Fara menarik napas. "Tadi arisan katanya."
"Oh, ya udah, salam ya."
Fara mengangguk dan mengantar Gandhi keluar rumah hingga motornya hilang dari pandangan.
***
"Ra, Gandhi mana? Ini mama beliin makanan buat kalian," kata mama dari arah dapur.
"Udah pulang, Ma," jawab Fara dengan suara parau.
"Eh, kamu kenapa, nduk, main handphone kok sampai sesenggukan gitu?"
"Nonton drama, Ma, biasa," kata Fara yang langsung mengusap air mata dan bangkit dari sofa, "Fara ke atas, ya, Ma."
Tak ada jawaban dari mama, mungkin mama sudah melenggang juga ke kamarnya.

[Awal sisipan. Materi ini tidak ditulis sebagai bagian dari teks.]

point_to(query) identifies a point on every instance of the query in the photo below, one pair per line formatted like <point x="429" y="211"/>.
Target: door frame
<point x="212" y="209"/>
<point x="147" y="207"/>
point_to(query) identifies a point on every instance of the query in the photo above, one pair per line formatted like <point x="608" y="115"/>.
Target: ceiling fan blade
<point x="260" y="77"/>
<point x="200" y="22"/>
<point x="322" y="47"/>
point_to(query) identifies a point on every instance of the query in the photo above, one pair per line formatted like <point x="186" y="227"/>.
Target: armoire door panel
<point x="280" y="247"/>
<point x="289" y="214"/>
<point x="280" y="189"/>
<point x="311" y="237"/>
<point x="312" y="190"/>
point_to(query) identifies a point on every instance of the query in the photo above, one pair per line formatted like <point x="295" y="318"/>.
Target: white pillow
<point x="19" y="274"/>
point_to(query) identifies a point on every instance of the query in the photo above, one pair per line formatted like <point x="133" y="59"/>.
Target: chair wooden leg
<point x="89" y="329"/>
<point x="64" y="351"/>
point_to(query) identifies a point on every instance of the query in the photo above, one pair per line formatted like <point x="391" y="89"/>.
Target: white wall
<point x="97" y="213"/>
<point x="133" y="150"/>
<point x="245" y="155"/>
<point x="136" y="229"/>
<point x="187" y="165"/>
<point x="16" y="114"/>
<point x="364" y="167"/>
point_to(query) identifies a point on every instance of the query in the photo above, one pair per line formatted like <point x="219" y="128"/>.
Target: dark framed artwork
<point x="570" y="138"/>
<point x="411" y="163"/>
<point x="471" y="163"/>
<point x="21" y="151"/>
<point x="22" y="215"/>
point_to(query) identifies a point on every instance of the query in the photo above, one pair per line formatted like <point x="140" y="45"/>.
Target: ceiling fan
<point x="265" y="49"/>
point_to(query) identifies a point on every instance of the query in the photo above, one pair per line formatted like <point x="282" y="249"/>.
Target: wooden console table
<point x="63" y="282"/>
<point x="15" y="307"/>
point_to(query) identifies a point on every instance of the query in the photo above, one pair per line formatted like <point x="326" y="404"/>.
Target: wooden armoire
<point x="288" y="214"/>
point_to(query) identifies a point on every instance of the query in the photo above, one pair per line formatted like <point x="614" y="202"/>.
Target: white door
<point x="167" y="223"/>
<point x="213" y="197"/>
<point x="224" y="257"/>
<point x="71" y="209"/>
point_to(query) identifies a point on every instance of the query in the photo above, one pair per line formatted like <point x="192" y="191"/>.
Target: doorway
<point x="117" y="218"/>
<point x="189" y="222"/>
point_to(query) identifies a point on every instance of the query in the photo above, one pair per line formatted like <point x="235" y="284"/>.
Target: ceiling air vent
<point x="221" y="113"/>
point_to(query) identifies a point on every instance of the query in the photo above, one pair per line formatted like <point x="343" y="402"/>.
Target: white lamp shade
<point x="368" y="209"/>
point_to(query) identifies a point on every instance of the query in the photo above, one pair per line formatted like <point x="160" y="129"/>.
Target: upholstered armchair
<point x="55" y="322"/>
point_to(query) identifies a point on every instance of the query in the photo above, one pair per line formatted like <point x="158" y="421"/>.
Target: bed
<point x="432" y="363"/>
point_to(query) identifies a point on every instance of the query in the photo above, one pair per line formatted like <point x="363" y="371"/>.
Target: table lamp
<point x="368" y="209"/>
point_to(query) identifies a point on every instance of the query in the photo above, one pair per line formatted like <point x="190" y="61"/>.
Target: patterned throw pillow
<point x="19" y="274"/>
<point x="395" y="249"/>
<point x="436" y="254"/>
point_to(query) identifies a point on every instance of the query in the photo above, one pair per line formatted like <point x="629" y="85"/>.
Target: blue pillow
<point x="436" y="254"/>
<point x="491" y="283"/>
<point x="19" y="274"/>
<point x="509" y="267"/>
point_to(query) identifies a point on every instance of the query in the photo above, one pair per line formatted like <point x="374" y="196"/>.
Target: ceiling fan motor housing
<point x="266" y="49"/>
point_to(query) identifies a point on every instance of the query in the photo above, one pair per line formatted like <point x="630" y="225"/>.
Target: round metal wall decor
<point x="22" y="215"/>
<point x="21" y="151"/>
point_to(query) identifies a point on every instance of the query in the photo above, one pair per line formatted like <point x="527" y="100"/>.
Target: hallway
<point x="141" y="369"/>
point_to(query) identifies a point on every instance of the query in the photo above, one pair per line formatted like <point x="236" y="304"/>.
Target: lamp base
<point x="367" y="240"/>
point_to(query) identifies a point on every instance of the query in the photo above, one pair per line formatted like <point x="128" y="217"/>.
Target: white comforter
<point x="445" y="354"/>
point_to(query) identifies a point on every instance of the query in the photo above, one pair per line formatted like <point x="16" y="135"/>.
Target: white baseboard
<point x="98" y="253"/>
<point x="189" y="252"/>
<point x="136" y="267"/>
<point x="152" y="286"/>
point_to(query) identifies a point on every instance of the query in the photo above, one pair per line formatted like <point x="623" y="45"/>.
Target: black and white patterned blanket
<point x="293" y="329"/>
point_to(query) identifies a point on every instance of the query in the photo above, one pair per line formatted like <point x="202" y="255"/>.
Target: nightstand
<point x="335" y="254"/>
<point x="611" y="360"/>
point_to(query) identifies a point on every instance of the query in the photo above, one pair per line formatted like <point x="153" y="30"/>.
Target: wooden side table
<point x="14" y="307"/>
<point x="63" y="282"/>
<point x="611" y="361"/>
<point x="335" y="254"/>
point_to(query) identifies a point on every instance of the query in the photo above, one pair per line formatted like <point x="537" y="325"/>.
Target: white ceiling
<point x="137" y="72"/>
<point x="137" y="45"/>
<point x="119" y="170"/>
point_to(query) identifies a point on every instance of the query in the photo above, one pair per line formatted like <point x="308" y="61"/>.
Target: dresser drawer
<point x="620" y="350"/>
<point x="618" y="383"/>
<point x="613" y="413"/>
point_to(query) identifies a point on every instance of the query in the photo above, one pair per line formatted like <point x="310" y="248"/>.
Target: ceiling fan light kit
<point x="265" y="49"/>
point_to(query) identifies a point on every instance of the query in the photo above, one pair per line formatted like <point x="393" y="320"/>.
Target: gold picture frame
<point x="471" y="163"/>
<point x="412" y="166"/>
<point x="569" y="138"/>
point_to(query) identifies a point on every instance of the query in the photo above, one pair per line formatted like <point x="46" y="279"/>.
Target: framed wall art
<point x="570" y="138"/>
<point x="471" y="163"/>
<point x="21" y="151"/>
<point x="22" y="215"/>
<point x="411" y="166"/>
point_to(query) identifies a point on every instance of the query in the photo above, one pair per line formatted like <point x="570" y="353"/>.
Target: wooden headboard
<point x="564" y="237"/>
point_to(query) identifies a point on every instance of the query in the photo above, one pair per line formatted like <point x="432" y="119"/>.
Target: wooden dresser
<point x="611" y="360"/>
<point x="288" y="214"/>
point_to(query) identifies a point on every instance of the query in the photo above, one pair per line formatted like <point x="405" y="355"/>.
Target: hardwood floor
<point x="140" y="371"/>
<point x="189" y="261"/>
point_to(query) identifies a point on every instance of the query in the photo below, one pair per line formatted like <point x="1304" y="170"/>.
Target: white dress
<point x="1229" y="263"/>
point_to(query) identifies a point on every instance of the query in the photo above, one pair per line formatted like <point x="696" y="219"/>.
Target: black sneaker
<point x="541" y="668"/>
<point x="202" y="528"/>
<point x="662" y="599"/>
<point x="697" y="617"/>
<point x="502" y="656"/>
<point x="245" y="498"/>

Fara langsung merebahkan dirinya di atas kasur. Melanjutkan tangisnya di sana. Tentu bukan karena drama yang sering ia tonton, tapi karena pengakuan Gandhi yang tiba-tiba ini. Belum selesai Fara bergelut dengan perasaannya sendiri kini di tambah lagi dengan kenyataan bahwa Gandhi tetaplah Gandhi yang ia kenal sebagai sahabat. Tak ada yang berubah dari Gandhi, mungkin hanya dia sendiri yang berubah, dan berujung menyiksa diri sendiri.
Selama ini Gandhi hanya melihat ke arahnya, tapi sejak orang baru itu masuk dalam kehidupan mereka semua hari-harinya terasa menyebalkan.